Mengutip riset Nomura, Indonesia menjadi salah satu negara yang berisiko mengalami gelombang serangan kedua (second wave outbreak). Indonesia berada di kelompok yang sama dengan Brasil, India, sampai Singapura. “Ada 17 negara yang belum menunjukkan risiko gelombang serangan kedua. Sementara 13 negara menunjukkan tanda peringatan tetapi masih tentatif dan 15 negara menjadi yang paling berisiko,” sebut riset Nomura.

Kebetulan Indonesia sedang melonggarkan kebijakan pembatasan sosial (social distancing). Larangan perjalanan sudah tidak seketat dulu, dan sejumlah aktivitas masyarakat sudah diizinkan lagi meski protokol kesehatan tetap berlaku.

“Dalam skenario terburuk, pembukaan kembali aktivitas ekonomi kemudian dikaitkan dengan lonjakan kasus harian, bertambahnya rasa kekhawatiran di masyarakat, yang bisa membuat mobilitas kembali terbatas. Lebih ekstrem lagi, lockdown (karantina wilayah) bisa diberlakukan kembali,” sebut riset Nomura.

Kalau sampai kemudian lonjakan kasus di Tanah Air membuat pemerintah berpikir ulang untuk menerapkan kehidupan normal baru (new normal) dan kembali menerapkan social distancing, maka prospek ekonomi Indonesia bakal suram.
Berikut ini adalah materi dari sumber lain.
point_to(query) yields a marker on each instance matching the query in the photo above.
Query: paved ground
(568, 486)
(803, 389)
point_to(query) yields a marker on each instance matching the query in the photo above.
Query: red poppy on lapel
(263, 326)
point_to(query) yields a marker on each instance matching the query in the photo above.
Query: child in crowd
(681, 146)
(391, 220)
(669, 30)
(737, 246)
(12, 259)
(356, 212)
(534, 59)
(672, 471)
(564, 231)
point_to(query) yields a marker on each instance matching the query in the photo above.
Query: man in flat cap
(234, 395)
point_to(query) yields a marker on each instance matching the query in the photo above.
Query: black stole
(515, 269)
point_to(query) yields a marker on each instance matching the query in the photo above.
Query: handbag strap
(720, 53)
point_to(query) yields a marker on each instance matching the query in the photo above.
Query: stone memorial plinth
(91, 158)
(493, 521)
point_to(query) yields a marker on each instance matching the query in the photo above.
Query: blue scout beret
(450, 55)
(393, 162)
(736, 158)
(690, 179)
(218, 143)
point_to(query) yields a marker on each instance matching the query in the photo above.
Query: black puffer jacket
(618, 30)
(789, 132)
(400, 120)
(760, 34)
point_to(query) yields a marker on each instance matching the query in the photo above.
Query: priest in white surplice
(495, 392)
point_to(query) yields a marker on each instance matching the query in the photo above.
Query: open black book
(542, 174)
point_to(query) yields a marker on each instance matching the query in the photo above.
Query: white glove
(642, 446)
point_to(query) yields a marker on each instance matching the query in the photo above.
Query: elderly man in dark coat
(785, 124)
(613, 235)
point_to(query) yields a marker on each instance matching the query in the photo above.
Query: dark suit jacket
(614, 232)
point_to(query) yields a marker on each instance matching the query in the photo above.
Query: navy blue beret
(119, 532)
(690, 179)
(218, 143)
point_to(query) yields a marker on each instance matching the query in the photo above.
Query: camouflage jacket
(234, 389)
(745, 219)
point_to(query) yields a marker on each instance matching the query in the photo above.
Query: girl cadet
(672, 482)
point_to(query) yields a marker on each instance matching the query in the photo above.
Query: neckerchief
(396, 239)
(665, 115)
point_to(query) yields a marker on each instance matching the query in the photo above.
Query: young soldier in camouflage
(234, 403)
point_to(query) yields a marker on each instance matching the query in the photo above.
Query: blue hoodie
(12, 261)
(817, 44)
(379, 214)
Bank Dunia memperkirakan ekonomi Indonesia tidak tumbuh alias stagnan 0% pada tahun ini. Apabila aktivitas publik kembali dibatasi, maka bukan tidak mungkin terjadi kontraksi (pertumbuhan negatif).

Ini bisa membuat investor agak cemas. Kekhawatiran itu, jika semakin besar, akan diwujudkan dengan melepas aset-aset di pasar keuangan Indonesia. Ketika ini terjadi, maka rupiah bakal melemah. Kedua adalah dinamika hubungan AS-China. Sejak Presiden AS Donald Trump mendesak China untuk bertanggung jawab atas penyebaran virus corona, relasi Washington-Beijing memburuk. Ditambah lagi rencana China yang akan menerapkan UU keamanan baru yang lebih represif di Hong Kong.

“Saat ini ancaman AS masih sebatas pepesan kosong, tetapi sangat mungkin terealisasi dalam beberapa waktu ke depan. Ketika itu terjadi, proses pemulihan mata uang negara-negara berkembang akan terganggu dan investor kembali memilih mata uang yang dipandang aman,” tambah Francesca Beausang, Ekonom Continuum Economics, seperti diikutip dari Reuters. Oleh karena itu, rupiah tidak boleh lengah. Risiko yang ada masih sangat tinggi, dan bisa membuat nasib rupiah menjadi penuh tanda tanya.